In such circumstances, it is very easy to lose heart and hope. Viktor Frankl was a professor of neurology and psychiatry at the University of Vienna, until his death in 1997. He had survived incarceration in Auschwitz and other concentration camps during World War II. In his extraordinary book, Man’s Search for Meaning*, he wisely reminds us that, “when we are no longer able to change a situation…we are challenged to change ourselves”.
In the current circumstances, which are unprecedented for most of us, this is what we need to do - and if we look around us, we can see that many are succeeding in making changes in ways that we could never have imagined previously. Everywhere, alongside despair and depression, we see creativity, innovation and good will. New ways are being found to work, new relationships are being forged on every level and new skills are being honed. We are exploring new ways to connect, to care for others, to support those who most need help and to share what we have - energy, imagination, money, time and skill.
In the northern hemisphere, with the advent of spring, we also have a reminder that new life comes after the dark, stillness of winter. Almost all religions and cultures embrace a concept of light coming after darkness, of redemption and growth following suffering. Today, we are celebrating Easter, the great Christian festival marking the final triumph of love, life and hope over death, despair and destruction. It can help to remember the old adage, “where there is life there is hope” - as Stephen Hawking once said, “however bad life may seem, there is always something you can do and succeed at”.

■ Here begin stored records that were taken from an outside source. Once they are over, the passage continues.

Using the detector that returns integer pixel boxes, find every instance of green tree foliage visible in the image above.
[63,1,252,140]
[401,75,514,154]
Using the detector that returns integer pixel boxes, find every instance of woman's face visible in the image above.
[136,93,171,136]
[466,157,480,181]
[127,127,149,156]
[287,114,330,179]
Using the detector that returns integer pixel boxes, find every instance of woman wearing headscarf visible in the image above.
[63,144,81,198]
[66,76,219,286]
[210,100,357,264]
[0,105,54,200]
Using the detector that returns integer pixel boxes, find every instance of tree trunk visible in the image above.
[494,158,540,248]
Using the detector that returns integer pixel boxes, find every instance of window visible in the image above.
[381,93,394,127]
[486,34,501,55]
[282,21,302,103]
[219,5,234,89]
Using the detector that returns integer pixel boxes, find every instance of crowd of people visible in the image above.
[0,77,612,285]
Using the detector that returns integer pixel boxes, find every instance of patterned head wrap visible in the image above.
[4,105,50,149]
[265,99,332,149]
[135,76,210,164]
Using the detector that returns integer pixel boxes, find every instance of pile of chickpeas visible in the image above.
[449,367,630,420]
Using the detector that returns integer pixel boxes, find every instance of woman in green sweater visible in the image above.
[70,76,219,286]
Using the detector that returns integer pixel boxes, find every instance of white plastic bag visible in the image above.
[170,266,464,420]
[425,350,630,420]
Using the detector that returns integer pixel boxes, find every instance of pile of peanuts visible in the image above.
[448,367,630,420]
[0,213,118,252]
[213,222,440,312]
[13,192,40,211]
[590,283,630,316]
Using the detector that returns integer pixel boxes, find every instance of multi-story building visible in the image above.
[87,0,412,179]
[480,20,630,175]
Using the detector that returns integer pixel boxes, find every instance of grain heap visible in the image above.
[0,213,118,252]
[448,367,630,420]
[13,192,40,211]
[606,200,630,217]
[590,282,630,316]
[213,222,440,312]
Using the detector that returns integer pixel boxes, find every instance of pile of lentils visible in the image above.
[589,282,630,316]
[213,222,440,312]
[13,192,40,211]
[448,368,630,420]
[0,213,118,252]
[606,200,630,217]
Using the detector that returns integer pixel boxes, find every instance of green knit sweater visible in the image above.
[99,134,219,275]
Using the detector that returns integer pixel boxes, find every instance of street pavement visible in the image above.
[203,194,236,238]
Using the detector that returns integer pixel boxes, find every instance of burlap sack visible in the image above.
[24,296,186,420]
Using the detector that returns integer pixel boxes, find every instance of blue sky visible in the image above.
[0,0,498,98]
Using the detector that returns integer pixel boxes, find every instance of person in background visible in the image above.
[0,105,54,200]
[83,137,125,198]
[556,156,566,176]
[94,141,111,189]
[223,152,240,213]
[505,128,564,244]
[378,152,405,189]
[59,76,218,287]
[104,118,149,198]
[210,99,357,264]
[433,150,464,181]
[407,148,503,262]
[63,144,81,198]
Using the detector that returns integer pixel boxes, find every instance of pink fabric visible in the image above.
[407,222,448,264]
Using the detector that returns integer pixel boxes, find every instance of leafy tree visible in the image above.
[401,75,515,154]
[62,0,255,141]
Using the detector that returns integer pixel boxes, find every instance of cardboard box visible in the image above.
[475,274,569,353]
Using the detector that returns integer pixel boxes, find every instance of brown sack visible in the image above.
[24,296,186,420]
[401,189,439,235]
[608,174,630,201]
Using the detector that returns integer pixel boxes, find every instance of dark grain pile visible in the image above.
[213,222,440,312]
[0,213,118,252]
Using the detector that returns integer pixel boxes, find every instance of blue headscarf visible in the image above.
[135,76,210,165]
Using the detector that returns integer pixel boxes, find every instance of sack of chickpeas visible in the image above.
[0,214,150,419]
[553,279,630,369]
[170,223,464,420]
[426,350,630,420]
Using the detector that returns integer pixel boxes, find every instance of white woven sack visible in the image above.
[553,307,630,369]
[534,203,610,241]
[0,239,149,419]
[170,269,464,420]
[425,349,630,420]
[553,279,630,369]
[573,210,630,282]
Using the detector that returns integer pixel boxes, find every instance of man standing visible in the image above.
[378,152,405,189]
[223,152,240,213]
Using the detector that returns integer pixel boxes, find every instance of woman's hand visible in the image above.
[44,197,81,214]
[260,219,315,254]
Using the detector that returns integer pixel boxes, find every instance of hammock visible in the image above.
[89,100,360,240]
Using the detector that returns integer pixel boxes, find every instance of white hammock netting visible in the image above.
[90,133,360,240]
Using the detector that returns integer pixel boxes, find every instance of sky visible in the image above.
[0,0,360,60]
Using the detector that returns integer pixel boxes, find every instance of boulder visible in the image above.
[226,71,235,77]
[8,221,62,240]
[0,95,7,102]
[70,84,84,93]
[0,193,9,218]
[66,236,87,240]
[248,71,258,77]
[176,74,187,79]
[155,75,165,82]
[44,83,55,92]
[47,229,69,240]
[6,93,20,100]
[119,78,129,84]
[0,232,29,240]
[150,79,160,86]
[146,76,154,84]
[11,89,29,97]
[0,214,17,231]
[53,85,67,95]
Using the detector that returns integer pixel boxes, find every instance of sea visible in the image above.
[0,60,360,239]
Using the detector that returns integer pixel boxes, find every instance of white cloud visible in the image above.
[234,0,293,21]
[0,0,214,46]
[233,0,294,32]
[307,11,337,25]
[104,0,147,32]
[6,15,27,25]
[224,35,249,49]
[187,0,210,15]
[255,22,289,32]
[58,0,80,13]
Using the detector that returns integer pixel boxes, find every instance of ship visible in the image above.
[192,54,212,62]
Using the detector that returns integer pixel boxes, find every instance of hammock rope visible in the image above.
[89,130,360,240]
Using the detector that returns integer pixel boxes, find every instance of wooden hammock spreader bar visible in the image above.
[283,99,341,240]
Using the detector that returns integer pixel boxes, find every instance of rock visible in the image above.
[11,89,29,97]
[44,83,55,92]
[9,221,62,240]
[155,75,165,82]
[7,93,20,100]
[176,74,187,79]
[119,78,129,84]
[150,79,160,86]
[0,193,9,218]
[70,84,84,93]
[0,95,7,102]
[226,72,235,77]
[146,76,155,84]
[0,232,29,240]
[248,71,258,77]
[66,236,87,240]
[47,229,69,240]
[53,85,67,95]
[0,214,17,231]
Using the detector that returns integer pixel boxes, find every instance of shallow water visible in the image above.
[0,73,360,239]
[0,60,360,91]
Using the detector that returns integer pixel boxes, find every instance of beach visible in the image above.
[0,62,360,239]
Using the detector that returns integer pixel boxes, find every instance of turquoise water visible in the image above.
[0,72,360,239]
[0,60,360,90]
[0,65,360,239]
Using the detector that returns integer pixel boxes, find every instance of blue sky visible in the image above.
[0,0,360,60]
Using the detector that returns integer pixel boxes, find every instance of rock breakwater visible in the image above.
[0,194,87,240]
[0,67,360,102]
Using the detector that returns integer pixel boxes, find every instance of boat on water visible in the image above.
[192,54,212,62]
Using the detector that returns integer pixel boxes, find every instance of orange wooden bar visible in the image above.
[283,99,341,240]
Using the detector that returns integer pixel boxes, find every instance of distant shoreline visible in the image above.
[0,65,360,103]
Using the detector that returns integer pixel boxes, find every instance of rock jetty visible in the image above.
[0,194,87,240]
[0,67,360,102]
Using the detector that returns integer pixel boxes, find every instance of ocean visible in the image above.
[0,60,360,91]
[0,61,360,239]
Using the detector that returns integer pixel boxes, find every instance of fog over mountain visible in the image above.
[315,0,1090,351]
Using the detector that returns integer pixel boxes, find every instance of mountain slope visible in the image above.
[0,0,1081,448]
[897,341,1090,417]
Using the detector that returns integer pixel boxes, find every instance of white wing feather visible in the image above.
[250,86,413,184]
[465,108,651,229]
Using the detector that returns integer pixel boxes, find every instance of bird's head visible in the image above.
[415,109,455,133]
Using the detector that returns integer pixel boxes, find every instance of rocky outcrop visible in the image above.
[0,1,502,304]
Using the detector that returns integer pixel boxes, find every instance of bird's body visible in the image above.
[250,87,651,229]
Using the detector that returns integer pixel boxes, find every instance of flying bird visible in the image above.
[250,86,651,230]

As Frankl makes clear in his writing, suffering is not necessary for finding meaning in life. Suffering can, however, shine a light on what is important and what matters. The huge numbers of people who have volunteered during the current crisis, to help out in all kinds of capacities, serve as evidence of what people actually believe is important. The long overdue appreciation now being shown to those whose hugely valuable and important work has hitherto frequently been overlooked, is an indication of a welcome change in ourselves and our society. At the same time, certain celebrities, famous only for being famous and once guaranteed our fawning attention, are finding themselves ignored.
Many people are finding meaning and satisfaction in the new tasks they are being asked to do. As Frankl noted, our personal attitude to events will determine how well we weather this storm. Instead of sinking under the weight of the uncertainties, the fear, the endless stream of stark and shocking statistics, and wondering if there is any point in carrying on, we need to ask ourselves what life is expecting of us in these circumstances. It is not about cursing the storm or waiting for it to end - it is about learning to dance in the rain. We are here - in this time, in this place - for a reason.
The practice of mindfulness is currently very popular. Essentially, it is the gift of being able to live in - and enjoy - the moment, rather than dwelling on the past or agonising about the future. Now we are all being forced to live in the moment, like never before. We really do not know know what will happen, or where we - our families, our communities, our country - will be, next week, next month and beyond. This is a challenge, as uncertainty is notoriously hard to live with, but it is also an opportunity to learn how to live well now, today - and let tomorrow take care of itself.
It has long been known that the more self-absorbed an individual is, the harder they will find it to be happy. One reason for this is, as Frankl explains, because “pleasure is, and must remain, a side-effect or by-product, and is destroyed and spoiled to the degree to which it is made a goal in itself”.
Paradoxically, with “lockdown” and isolation across our world, we have an opportunity - and a need - like never before, to look outwards and beyond ourselves, to appreciate the good and be sensitive to the needs of others. While we are all in this together in a general sense, the obstacles facing some people are very much greater than those facing others. We all have a valuable part to play in bringing light, life and hope in our own way, wherever we feel led. We just have to take time to listen to that still, small voice of calm - and carry on.
We are all building a new kind of life together.